Are You Factual or Judgmental?

Asperger’s & NLD Career Letter, August 2018

Matthew could recite a long list of results that he achieved for his employer. Three months after receiving a promotion, he was stunned to be placed on a performance improvement plan. Multiple colleagues complained that he was “abrasive.” He would habitually tell colleagues, “you weren’t paying attention when you …” or “if you had thought this through… .” Matthew’s supervisor explained that he needed to be more supportive of his colleagues.

“No one can deny that I am getting the job done,” he said during a coaching session, “why should I have to change?”

Rebecca had been on her first job after college for 2 weeks. During that time she was quite critical of her co-workers, often calling their ideas “ridiculous” or “simplistic.” When her supervisor told her to stop being disrespectful, she angrily replied, “My intellectual capacity is superior to them all. I am just being honest.” She was promptly fired.

Matthew and Rebecca believed that they were simply telling the truth. They questioned why stating the facts would be upsetting other people. However, their “factual” statements were really judgments, which offended, angered and embarrassed others.

For example, calling an idea “ridiculous” implies that the person presenting it is foolish. Telling a colleague that she is “not paying attention” is an opinion. Matthew’s co-worker may have been paying very close attention to an assignment, but in need of additional training or a different type of explanation. Interestingly, since neither Matthew nor Rebecca intended to upset others, they had difficulty understanding the negative reactions.

Respecting the contributions and ideas of other people is an important part of workplace success. Listen to others, even if you disagree, or already know that their logic is faulty. Interrupting to explain why people are wrong is rude, and will cause others to avoid working with you.

You don’t have to always agree with co-workers, however. If you spot an error or believe there is a better way to perform a task, the key is to address the issue instead of criticizing the individual. Rather than calling a process “stupid and inefficient,” which is judgmental, explain that you see extra steps and suggest a short cut. This is collaborative.

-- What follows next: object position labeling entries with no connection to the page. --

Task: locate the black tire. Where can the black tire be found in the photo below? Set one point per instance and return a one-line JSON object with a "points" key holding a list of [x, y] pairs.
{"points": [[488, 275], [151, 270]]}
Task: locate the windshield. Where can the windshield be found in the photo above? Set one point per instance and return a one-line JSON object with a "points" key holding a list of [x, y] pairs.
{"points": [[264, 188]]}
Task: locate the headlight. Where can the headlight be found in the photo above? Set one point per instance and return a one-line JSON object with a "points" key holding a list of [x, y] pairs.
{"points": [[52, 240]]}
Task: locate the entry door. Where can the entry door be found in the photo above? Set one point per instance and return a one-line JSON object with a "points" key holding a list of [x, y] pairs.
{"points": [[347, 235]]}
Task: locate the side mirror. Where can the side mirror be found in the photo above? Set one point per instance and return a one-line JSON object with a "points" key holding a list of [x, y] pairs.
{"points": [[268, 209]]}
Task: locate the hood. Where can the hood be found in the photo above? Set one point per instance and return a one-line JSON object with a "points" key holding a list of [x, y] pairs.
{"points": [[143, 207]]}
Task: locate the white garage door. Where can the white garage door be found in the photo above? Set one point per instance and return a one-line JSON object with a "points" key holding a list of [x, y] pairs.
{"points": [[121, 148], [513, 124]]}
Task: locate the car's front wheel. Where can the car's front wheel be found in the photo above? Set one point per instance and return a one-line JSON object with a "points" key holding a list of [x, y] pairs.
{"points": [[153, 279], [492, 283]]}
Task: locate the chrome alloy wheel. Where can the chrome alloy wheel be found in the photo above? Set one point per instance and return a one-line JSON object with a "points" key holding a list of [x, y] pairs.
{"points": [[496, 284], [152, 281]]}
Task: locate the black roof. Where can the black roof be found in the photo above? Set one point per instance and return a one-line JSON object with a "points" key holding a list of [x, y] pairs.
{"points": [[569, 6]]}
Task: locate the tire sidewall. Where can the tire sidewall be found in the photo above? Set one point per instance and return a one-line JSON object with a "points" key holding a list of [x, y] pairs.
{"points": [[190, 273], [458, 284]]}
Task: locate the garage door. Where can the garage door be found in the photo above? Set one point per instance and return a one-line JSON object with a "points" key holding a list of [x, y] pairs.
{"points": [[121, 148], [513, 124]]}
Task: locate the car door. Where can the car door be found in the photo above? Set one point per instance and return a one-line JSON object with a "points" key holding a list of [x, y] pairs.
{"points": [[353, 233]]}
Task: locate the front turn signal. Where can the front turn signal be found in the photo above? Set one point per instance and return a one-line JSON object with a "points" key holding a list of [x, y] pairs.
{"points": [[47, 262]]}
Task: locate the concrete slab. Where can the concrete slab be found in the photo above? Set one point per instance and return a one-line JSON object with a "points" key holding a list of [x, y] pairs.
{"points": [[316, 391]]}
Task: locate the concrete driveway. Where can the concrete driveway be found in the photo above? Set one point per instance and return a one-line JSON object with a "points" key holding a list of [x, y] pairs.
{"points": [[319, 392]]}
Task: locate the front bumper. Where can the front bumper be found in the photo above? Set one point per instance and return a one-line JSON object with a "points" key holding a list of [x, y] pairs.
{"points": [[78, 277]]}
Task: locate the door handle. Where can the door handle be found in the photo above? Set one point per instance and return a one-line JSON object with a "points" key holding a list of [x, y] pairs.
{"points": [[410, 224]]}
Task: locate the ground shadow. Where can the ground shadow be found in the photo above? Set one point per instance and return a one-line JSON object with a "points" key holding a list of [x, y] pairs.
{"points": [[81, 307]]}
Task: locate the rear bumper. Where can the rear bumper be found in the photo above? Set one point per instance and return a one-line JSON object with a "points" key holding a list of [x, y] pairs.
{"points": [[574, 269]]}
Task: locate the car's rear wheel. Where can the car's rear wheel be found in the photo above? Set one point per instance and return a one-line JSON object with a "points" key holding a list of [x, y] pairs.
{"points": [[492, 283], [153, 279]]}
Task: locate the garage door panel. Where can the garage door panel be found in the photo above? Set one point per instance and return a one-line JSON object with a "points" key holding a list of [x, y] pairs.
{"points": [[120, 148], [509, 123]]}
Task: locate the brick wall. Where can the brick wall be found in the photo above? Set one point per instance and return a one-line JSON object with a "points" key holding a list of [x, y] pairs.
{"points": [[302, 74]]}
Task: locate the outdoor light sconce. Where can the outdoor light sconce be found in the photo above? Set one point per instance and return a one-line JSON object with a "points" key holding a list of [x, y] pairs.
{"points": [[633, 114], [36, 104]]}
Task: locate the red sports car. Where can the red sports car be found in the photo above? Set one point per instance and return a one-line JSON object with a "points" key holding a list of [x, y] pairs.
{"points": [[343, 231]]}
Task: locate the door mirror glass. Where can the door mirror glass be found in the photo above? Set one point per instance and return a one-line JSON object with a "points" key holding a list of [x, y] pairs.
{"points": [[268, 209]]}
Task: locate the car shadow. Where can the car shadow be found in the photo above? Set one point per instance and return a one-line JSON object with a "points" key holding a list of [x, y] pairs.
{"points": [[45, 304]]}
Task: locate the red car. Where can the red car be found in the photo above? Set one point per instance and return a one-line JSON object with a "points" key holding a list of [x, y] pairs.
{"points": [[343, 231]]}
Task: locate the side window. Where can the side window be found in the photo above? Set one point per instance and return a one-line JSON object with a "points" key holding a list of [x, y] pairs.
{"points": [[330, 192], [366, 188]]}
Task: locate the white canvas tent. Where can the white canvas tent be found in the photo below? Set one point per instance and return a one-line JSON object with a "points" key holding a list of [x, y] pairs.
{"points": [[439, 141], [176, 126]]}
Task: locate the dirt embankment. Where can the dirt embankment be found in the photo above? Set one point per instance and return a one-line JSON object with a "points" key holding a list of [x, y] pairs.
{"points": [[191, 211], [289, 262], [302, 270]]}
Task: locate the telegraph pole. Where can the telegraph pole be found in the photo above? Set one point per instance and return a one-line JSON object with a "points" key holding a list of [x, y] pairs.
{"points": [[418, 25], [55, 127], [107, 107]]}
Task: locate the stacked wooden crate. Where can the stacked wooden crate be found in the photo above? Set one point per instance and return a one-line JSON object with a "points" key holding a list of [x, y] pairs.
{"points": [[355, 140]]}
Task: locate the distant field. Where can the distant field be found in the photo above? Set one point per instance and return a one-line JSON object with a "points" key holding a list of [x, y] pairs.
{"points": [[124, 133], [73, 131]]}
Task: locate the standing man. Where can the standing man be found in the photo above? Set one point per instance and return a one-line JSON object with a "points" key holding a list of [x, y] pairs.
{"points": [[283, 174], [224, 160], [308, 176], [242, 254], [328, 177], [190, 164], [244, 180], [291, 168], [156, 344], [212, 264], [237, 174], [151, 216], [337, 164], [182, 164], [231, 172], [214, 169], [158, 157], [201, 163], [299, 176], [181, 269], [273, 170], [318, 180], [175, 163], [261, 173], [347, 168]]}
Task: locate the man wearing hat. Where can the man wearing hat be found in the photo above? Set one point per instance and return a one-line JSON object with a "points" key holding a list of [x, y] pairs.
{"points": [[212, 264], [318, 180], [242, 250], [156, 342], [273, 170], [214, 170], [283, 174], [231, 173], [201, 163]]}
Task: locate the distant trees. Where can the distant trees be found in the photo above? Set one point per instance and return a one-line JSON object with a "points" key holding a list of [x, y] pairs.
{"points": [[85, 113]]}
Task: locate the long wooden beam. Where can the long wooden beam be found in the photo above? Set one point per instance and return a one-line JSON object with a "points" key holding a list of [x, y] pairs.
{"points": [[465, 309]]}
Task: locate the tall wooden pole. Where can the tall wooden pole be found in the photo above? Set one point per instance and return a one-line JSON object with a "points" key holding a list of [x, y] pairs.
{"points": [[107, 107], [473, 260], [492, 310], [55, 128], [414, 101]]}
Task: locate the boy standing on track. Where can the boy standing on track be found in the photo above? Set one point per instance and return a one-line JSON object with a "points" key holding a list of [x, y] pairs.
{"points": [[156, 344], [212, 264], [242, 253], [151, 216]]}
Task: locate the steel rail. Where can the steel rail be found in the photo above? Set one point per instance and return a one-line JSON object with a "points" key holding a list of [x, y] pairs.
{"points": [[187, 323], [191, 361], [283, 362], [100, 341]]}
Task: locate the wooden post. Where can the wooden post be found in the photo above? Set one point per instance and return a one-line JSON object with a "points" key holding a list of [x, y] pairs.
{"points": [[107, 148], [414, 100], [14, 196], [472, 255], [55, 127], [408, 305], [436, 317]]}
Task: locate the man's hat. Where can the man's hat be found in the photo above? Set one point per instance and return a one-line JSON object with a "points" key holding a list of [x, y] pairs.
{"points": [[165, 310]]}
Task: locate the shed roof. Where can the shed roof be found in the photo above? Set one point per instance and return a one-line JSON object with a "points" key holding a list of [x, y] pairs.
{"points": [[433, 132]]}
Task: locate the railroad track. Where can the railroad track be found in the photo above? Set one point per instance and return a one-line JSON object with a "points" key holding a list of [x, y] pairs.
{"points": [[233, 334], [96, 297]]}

People want to work with others who are friendly and enthusiastic. Therefore you should avoid making negative comments about your current or previous supervisor, co-workers, or employers. This makes you appear to be negative and disruptive. Be especially careful not to remark on a co-worker’s weight, manner of dress, accent, or other personal attributes as this could be interpreted as harassment or discrimination.

Two of my favorite resources for improving interpersonal communication skills are: Good Intentions Are Not Good Enough, A Guidebook for Anyone Who Feels Socially Out of Step (formerly published as Social Thinking at Work, Why Should I Care?) by Michelle Garcia Winner; and Unwritten Rules of Social Relationships, by Dr. Temple Grandin and Sean Barron.